Interno Verde, Via Carlo MayrLa città di Ferrara ospita, sabato 12 e domenica 13 maggio 2018, la terza edizione di Interno Verde.
Il festival, ideato dall’associazione Ilturco, apre in via eccezionale più di 70 giardini che il resto dell’anno rimangono nascosti.

Per l’occasione è in programma una ricca proposta di iniziative culturali: concerti, proiezioni, escursioni fluviali, mostre fotografiche, visite guidate, laboratori per bambini e adulti, letture e incontri.

L’anteprima si tiene nell’orto più segreto di Ferrara: quello coltivato dai detenuti che abitano il carcere dell’Arginone. La mattina di venerdì 11 ai visitatori è permesso di scoprire la natura che cresce all’ombra delle torrette di guardia e del filo spinato, curata e coltivata grazie a un progetto educativo di notevole impatto e significato.

Interno Verde è un festival partecipato, che intende far conoscere e apprezzare il carattere del centro urbano. Grazie alla preziosa collaborazione di famiglie, associazioni, aziende e istituzioni locali, le nuove tappe sulla mappa renderanno visibili aspetti inediti della città.
L’antico e grandioso Palazzo Calcagnini vanta un passato lungo e appassionante, che comincia nel XVI secolo e prosegue tra nomi e vicende altisonanti sino ai giorni nostri.
Il contemporaneo dell’Italia che si rialzava dopo le bombe, invece, si concentra nel brano di verde in via Ariosto 57, un unicum nel quartiere, incastrato tra le case basse e i condomini, con i suoi alberi di alloro accuratamente modellati, il pozzo sopraffatto dall’edera e le verdure coltivate in file ordinate. La casa del poeta Ludovico Ariosto si trova a pochi passi e vale la pena ricordare che vi si stabilì proprio per amore del verde che la circondava.

Parimenti, vale la pena fare un salto nei pressi della cella del Tasso. Sbirciando tra sbarre austere di piazzetta Sant’Anna si allarga un chiostro singolare dentro il quale gli alberi crescono riparati. Nel 1304 qui fu costruito un convento di agostiniani, che un secolo dopo fu chiuso per ospitare – nei medesimi ambienti – il nucleo fondativo dell’Arcispedale Sant’Anna.
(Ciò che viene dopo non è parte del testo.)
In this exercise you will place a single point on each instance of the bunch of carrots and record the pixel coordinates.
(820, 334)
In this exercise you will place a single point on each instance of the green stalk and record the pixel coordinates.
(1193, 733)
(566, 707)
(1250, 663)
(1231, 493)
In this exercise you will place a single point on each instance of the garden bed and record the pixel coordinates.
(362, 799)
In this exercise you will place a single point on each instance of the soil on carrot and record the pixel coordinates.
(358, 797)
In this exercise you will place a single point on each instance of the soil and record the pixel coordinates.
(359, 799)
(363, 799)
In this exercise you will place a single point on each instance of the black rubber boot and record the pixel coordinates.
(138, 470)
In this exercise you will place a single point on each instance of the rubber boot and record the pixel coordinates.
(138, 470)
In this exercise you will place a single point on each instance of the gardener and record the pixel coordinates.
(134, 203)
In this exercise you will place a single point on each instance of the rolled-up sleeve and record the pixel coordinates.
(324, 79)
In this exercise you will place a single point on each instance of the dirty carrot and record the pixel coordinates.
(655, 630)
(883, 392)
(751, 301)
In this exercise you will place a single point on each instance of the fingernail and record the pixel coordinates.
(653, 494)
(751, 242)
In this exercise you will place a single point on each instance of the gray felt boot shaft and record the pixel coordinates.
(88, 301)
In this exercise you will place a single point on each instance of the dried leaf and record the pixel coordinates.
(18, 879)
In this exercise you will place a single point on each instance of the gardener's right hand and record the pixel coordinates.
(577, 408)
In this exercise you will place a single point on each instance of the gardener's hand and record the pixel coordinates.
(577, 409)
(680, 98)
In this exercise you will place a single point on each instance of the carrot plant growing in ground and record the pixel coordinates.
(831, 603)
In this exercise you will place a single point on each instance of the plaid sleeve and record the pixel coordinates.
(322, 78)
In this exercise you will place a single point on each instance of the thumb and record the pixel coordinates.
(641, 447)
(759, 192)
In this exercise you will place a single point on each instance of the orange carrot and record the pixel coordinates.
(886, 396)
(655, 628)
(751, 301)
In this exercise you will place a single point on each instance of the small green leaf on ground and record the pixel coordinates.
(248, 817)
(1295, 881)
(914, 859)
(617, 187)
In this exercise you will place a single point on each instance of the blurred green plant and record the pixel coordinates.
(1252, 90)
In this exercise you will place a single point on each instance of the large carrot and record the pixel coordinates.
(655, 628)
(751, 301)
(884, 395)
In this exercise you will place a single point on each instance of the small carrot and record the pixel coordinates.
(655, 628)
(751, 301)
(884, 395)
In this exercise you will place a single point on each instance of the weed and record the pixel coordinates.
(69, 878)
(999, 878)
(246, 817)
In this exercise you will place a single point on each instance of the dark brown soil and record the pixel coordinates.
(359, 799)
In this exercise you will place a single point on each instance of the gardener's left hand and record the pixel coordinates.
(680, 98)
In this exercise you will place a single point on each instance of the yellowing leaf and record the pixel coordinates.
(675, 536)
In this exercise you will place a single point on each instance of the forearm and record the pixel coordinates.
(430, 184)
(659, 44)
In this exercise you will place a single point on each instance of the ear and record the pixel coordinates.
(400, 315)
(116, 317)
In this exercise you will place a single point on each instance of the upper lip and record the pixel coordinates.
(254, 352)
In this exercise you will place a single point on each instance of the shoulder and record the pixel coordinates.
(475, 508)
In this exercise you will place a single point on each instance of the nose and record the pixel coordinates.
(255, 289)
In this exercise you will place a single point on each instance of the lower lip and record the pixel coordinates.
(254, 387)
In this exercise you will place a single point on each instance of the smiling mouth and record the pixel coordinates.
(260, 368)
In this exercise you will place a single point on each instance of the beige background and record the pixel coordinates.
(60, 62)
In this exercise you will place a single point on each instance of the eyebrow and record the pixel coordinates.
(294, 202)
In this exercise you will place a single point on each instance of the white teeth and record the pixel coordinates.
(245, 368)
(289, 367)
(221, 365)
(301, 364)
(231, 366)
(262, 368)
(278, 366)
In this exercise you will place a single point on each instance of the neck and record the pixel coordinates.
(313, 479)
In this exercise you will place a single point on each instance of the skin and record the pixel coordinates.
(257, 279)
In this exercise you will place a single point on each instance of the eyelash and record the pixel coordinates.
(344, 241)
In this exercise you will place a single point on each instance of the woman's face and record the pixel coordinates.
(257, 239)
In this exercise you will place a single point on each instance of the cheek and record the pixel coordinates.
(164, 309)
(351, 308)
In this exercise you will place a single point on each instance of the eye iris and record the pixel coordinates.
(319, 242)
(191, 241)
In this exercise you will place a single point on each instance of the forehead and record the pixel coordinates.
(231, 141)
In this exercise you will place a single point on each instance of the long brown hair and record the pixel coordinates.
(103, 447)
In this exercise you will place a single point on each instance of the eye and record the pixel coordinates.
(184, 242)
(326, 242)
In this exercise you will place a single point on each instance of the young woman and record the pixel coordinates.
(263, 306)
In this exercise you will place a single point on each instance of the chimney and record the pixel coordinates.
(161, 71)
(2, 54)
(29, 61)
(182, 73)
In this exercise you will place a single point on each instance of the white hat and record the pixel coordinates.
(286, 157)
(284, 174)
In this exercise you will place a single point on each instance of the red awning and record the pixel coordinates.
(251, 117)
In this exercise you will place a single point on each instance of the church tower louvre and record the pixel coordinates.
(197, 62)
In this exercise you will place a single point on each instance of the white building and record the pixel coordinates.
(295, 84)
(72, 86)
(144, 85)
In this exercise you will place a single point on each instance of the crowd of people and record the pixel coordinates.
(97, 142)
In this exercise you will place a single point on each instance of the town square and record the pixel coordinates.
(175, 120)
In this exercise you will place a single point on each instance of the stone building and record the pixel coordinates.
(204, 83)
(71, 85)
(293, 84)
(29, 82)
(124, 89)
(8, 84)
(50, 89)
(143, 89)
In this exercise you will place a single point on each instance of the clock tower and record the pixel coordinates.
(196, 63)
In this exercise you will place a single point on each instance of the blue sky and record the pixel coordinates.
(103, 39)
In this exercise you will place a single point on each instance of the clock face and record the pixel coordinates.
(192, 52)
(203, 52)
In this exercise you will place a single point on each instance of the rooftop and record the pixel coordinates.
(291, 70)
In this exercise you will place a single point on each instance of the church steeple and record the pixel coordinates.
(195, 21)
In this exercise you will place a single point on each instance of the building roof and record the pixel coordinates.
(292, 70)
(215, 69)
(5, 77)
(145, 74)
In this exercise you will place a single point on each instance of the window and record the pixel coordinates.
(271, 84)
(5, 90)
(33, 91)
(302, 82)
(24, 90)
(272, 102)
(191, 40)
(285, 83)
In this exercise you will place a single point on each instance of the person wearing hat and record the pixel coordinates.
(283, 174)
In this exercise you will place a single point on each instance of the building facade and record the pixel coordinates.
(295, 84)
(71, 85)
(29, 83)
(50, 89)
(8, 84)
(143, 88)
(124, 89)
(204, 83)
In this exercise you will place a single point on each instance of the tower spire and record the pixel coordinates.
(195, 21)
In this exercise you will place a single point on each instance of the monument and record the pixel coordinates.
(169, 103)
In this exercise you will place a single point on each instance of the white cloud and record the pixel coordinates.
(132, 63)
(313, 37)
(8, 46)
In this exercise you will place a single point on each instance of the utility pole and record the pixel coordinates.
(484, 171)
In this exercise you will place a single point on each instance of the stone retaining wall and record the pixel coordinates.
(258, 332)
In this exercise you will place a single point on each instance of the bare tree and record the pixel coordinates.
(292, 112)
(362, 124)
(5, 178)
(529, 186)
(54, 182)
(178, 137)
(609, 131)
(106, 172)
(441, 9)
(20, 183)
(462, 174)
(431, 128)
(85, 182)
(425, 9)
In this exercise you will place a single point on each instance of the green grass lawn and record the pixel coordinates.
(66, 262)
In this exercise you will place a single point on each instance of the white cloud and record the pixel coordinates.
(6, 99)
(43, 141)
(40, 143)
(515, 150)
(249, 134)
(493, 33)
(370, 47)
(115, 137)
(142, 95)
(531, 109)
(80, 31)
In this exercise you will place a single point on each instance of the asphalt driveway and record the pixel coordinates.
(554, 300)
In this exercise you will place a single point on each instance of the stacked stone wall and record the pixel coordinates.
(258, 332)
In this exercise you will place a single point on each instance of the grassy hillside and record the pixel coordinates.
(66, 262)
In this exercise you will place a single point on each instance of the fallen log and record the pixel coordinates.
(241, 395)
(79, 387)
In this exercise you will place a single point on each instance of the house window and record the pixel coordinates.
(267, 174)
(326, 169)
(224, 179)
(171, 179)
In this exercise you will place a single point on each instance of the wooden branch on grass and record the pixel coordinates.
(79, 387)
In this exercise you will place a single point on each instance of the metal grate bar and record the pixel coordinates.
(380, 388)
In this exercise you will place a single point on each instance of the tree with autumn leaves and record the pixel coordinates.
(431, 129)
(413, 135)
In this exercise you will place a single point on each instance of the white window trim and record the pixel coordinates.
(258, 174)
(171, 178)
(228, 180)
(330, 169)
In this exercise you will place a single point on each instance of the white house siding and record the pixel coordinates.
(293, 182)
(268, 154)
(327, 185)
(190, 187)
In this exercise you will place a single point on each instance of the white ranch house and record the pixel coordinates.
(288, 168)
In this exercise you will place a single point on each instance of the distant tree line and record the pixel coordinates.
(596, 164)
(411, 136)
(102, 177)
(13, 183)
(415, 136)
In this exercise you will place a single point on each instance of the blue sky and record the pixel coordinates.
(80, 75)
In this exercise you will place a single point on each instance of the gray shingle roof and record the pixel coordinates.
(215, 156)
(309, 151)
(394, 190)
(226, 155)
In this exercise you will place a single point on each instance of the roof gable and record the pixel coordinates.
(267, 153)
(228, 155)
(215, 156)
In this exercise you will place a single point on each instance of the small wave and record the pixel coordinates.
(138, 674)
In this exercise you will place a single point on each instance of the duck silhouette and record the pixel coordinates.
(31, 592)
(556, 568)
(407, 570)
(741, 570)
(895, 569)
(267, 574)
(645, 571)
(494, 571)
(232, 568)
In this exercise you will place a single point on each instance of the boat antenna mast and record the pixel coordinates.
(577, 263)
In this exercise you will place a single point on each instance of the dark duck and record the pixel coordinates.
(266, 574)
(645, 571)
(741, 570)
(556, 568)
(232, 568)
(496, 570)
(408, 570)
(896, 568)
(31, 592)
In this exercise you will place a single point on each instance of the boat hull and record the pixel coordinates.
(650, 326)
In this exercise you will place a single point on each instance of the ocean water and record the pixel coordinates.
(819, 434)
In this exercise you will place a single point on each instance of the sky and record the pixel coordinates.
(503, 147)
Per salutare la città e il suo guardiano simbolico, il Castello Estense, con uno sguardo dall’alto, ci si può affacciare sul terrazzino di corso Giovecca 3. Ci si arriva entrando nel palazzo delle Assicurazioni Generali, salendo a piedi la splendida scalinata sino al terzo piano. Un passaggio è consigliato sia a chi non può rinunciare a una foto spettacolare, a tu per tu con le statue barocche della chiesa di San Carlo, sia a chi semplicemente vuole godersi il panorama.